Elle s'acquitta de sa tâche et partit aussitôt. D'un geste mécanique du poignet, Lancel arrangea les bords abîmés par le découd-vite. Il remit le bracelet à Hades mais pas avant d'avoir incanté une bulle de silence.
- Lancel. Bravo. Je ne l'avais pas remarqué. Avoua-t-il
- C'est parce que vous n'avez jamais vécu à la cour. Je sais d'où ça vient. Il n'y a qu'une personne ici à Westeros qui n'apprécie pas Lady Zelena. Et deux de son pays qui voudraient la voir tomber. Ces deux même personnes qui savent qui vous êtes.

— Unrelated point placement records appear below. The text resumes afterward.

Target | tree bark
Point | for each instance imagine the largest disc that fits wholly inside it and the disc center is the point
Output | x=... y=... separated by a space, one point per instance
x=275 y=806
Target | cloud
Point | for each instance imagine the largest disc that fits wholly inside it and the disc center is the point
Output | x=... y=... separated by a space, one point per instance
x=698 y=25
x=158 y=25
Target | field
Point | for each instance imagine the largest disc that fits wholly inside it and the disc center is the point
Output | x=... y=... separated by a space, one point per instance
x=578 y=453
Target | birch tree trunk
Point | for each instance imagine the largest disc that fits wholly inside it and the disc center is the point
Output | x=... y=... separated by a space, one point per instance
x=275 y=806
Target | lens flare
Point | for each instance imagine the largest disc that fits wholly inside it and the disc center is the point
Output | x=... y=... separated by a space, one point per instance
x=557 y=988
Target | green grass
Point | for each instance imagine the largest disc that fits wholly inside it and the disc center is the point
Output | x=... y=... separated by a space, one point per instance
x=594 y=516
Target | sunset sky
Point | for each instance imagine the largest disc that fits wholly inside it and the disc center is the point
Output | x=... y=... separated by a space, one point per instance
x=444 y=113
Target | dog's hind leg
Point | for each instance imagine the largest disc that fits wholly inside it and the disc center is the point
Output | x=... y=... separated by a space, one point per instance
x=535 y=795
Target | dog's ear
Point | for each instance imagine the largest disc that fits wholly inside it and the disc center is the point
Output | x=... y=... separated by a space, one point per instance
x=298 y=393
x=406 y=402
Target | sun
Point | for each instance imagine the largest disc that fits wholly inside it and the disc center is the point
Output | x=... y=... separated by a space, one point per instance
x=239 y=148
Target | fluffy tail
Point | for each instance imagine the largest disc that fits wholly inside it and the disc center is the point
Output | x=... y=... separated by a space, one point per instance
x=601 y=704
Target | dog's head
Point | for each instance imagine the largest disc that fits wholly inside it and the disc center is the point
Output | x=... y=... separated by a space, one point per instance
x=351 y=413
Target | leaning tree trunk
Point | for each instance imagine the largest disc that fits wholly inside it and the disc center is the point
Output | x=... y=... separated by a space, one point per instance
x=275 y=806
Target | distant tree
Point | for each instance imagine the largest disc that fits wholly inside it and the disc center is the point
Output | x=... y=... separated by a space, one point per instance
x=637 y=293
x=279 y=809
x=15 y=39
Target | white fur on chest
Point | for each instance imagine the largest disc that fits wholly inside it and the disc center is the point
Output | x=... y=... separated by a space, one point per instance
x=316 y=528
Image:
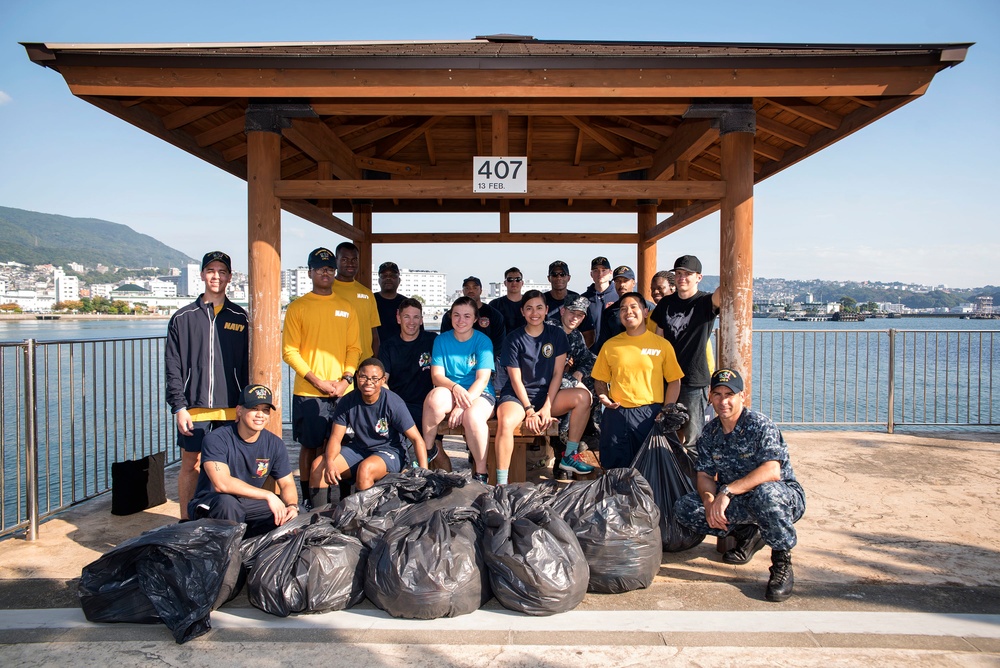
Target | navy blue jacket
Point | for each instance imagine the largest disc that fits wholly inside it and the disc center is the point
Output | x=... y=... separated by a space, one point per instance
x=207 y=356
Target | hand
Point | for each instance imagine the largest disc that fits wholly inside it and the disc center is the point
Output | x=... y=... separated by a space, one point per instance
x=673 y=416
x=185 y=424
x=455 y=417
x=607 y=403
x=715 y=512
x=329 y=387
x=461 y=397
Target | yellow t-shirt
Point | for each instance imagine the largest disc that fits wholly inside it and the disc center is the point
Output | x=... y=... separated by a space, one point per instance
x=320 y=335
x=634 y=367
x=212 y=414
x=364 y=305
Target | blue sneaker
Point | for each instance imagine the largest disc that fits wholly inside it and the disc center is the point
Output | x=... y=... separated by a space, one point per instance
x=575 y=464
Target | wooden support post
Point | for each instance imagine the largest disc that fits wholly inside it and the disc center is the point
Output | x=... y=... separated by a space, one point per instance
x=646 y=256
x=736 y=271
x=264 y=237
x=362 y=210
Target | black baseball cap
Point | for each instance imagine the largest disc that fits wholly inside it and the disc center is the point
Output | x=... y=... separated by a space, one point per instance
x=255 y=395
x=558 y=265
x=727 y=378
x=624 y=271
x=688 y=263
x=217 y=256
x=322 y=257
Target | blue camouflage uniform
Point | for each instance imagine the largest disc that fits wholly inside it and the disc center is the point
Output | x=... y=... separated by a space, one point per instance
x=773 y=506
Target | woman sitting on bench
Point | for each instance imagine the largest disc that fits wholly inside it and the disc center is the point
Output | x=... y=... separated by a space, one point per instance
x=534 y=356
x=461 y=367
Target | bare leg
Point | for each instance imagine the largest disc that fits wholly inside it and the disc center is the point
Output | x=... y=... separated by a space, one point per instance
x=509 y=415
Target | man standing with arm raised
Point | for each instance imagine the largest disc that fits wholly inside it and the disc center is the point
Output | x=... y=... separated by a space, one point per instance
x=206 y=362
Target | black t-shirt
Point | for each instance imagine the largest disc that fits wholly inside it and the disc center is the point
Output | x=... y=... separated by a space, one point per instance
x=408 y=364
x=687 y=324
x=387 y=315
x=490 y=323
x=511 y=312
x=552 y=310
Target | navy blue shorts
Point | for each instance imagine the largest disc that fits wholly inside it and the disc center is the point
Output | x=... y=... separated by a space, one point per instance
x=312 y=419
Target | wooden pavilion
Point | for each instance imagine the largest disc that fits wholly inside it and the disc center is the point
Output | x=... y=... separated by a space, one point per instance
x=669 y=132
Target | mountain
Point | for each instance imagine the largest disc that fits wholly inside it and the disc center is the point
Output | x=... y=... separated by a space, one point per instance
x=30 y=237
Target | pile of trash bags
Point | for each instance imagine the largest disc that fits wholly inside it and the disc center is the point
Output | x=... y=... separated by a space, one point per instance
x=418 y=544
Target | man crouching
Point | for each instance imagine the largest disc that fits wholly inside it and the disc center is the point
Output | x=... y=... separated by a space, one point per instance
x=746 y=486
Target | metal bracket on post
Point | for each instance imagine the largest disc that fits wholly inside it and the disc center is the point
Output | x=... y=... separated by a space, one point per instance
x=734 y=115
x=30 y=440
x=275 y=115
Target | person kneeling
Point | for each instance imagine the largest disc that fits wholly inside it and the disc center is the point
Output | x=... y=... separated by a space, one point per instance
x=380 y=421
x=237 y=460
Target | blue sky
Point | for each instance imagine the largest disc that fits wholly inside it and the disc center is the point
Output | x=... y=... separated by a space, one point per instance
x=905 y=199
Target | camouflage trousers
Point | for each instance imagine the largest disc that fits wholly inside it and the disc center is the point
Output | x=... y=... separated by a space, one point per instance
x=773 y=506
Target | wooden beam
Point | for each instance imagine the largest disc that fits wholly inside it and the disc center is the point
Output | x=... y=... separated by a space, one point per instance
x=783 y=131
x=319 y=142
x=616 y=146
x=536 y=84
x=621 y=166
x=414 y=188
x=408 y=137
x=853 y=122
x=496 y=238
x=387 y=166
x=192 y=113
x=803 y=109
x=690 y=139
x=499 y=146
x=681 y=219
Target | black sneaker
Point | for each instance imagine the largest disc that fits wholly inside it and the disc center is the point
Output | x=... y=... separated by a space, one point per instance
x=748 y=543
x=779 y=585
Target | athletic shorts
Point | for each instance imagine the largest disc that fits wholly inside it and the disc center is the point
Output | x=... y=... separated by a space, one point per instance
x=312 y=419
x=199 y=429
x=391 y=457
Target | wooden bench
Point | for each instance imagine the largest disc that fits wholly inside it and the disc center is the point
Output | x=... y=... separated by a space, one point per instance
x=518 y=471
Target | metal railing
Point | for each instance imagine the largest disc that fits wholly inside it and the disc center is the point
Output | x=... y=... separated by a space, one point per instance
x=877 y=377
x=70 y=409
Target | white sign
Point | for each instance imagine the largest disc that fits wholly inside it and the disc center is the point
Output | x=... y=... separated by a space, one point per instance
x=499 y=175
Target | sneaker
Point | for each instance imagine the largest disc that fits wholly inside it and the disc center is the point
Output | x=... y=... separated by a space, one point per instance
x=575 y=464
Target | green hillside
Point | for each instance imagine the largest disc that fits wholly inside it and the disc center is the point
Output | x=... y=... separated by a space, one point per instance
x=31 y=238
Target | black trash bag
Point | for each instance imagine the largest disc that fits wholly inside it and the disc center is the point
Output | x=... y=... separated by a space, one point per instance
x=618 y=525
x=535 y=561
x=429 y=570
x=310 y=568
x=368 y=514
x=175 y=574
x=667 y=467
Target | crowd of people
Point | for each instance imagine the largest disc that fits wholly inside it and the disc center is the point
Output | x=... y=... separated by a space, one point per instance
x=372 y=387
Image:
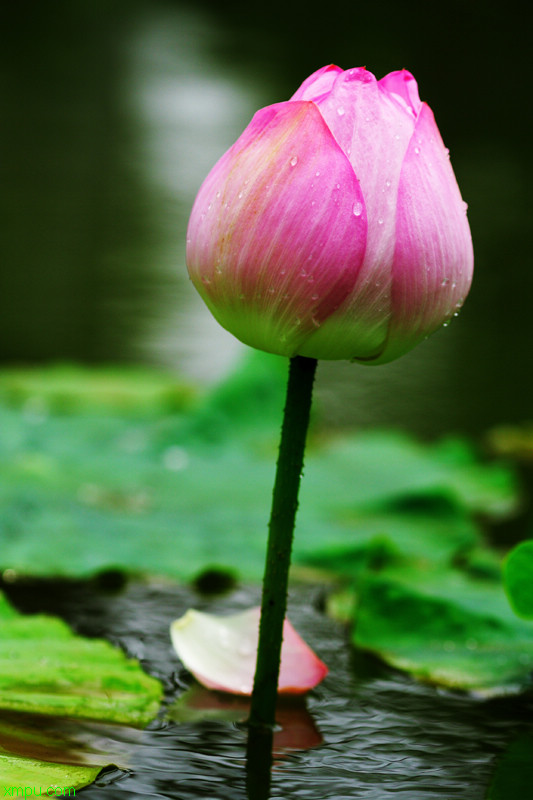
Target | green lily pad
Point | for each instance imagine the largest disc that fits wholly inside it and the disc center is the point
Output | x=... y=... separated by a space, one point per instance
x=513 y=776
x=174 y=493
x=423 y=531
x=39 y=776
x=518 y=579
x=49 y=674
x=45 y=667
x=445 y=627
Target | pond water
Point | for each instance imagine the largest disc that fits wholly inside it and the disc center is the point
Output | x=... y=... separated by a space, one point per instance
x=113 y=116
x=366 y=732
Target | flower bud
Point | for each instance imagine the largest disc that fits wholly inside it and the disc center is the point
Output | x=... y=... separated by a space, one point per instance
x=334 y=227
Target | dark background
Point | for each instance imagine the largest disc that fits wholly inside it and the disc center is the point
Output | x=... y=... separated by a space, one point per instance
x=113 y=113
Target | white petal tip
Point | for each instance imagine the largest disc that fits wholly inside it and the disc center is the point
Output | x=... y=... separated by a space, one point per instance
x=221 y=652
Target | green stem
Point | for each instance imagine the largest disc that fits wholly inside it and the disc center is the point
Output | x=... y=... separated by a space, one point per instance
x=281 y=528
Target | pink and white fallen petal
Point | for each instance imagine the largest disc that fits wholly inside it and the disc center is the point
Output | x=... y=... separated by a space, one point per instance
x=221 y=652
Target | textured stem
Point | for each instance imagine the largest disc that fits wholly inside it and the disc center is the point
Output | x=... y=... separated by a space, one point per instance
x=281 y=528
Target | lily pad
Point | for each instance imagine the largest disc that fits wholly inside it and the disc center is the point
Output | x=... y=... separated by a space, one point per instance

- La peste ou les frissons donc.
- Exactement. Mais je pense avoir une idée. Le temps de démasquer qui est derrière tout ça. On ne peut pas s'attaquer à la tête directement. Trop dangereux.
- Je t'écoute.
- Vous allez faire comme si vous aviez enfilé cet objet. Je pense qu'il ne doit pas être difficile d'en conjurer une copie inoffensive. Prétendez n'avoir aucun pouvoir. Cela les mettra en confiance. Une fois la famille royale partie pour le Nord, là, on pourra se concentrer sur l'obtention du haricot magique et renvoyer cette clique là d'où elle vient. Sauf qu'il y a un léger changement : Lady Zelena doit partir en même temps. Si la personne que je soupçonne est la bonne, elle voudra la voir partie. Si elle reste, cette dame saura qu'elle a été démasquée et même sans magie, elle reste dangereuse. Quand ils rentreront, on justifiera son départ par le fait que le roi a utilisé son voyage vers Winterfell pour mettre fin à sa relation avec sa maîtresse et les domestiques étant un cadeau Lannister, ils l'auront accompagnée. Il serait plus prudent que vous restiez un peu cependant. Pour éviter des rumeurs.
La question de mettre Zelena dans la confidence fut évoquée et approuvée. Et puis, le dieu avait hâte de voir sa réaction quand il lui raconterait avoir entendu son munchkin rugir et combien il ressemblait à Kevan dans ces moments-là.
- Si on pense à la même personne, elle doit avoir un autre but en tête.
- Le pouvoir. Et il n'y a qu'un homme qui la sépare du trône.
Hades eut un rire amer : ils allaient peut-être devoir sauver l'homme qui avait failli tuer Lancel.
Ils allaient peut-être devoir sauver Robert Baratheon.